Typisch für Berichte: Zuerst filtern / aggregieren, dann mit anderen Tabellen verknüpfen.
-- Beispiel: Umsatz pro Kategorie (angenommene Tabellenstruktur)
WITH SalesSummary AS (
SELECT
p.CategoryID,
SUM(od.Quantity * od.UnitPrice) AS TotalRevenue,
COUNT(DISTINCT od.OrderID) AS NumberOfOrders
FROM Sales.OrderDetails od
INNER JOIN Production.Products p ON od.ProductID = p.ProductID
WHERE od.OrderDate >= '2024-01-01'
GROUP BY p.CategoryID
)
SELECT
c.CategoryName,
ss.TotalRevenue,
ss.NumberOfOrders,
ROUND(ss.TotalRevenue / NULLIF(ss.NumberOfOrders, 0), 2) AS AvgOrderValue
FROM Production.Categories c
INNER JOIN SalesSummary ss ON c.CategoryID = ss.CategoryID
ORDER BY ss.TotalRevenue DESC;
💡 Erklärung: Die CTE SalesSummary fasst Verkaufszahlen pro Kategorie zusammen. Die Hauptabfrage nutzt diese virtuelle Tabelle für einen JOIN mit Kategorienamen und berechnet den durchschnittlichen Bestellwert. Vorteil: Logik getrennt, lesbarer als Unterabfragen.

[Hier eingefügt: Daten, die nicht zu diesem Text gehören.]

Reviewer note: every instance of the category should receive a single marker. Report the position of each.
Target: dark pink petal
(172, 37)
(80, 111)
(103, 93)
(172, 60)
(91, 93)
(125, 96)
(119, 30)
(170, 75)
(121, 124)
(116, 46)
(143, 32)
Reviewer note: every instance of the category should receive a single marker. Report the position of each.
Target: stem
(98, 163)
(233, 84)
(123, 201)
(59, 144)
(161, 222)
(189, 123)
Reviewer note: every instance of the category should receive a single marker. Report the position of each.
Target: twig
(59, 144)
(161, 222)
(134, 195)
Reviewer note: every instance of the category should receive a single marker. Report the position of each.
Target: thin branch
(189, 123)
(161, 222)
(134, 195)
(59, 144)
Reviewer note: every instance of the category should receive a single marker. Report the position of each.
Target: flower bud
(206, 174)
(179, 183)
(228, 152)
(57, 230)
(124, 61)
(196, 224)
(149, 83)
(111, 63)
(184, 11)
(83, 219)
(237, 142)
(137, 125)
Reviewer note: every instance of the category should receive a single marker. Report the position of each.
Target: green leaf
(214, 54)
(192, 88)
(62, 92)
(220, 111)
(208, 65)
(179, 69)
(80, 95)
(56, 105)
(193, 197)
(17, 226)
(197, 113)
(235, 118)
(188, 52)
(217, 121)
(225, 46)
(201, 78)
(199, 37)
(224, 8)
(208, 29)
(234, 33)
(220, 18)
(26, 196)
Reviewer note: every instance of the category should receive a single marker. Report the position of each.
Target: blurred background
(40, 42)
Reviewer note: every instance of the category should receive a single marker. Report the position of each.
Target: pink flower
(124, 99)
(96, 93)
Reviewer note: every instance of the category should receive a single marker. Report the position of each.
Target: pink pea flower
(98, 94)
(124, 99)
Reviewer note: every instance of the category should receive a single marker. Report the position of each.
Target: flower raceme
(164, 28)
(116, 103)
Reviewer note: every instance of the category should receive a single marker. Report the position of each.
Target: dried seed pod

2. Mehrere CTEs · Kaskadierte Logik
📌 Zweck: Mehrere benannte Ergebnislisten innerhalb derselben Abfrage definieren; spätere CTEs können auf frühere verweisen.
WITH ActiveCustomers AS (
SELECT CustomerID, COUNT(OrderID) AS OrderCount
FROM Sales.Orders
WHERE OrderDate >= DATEFROMPARTS(YEAR(GETDATE()), MONTH(GETDATE()), 1)
GROUP BY CustomerID
),
HighValue AS (
SELECT CustomerID, OrderCount
FROM ActiveCustomers
WHERE OrderCount >= 5
),
AvgOrderAmount AS (
SELECT
o.CustomerID,
AVG(o.TotalDue) AS AvgOrderValue
FROM Sales.SalesOrderHeader o
WHERE o.CustomerID IN (SELECT CustomerID FROM HighValue)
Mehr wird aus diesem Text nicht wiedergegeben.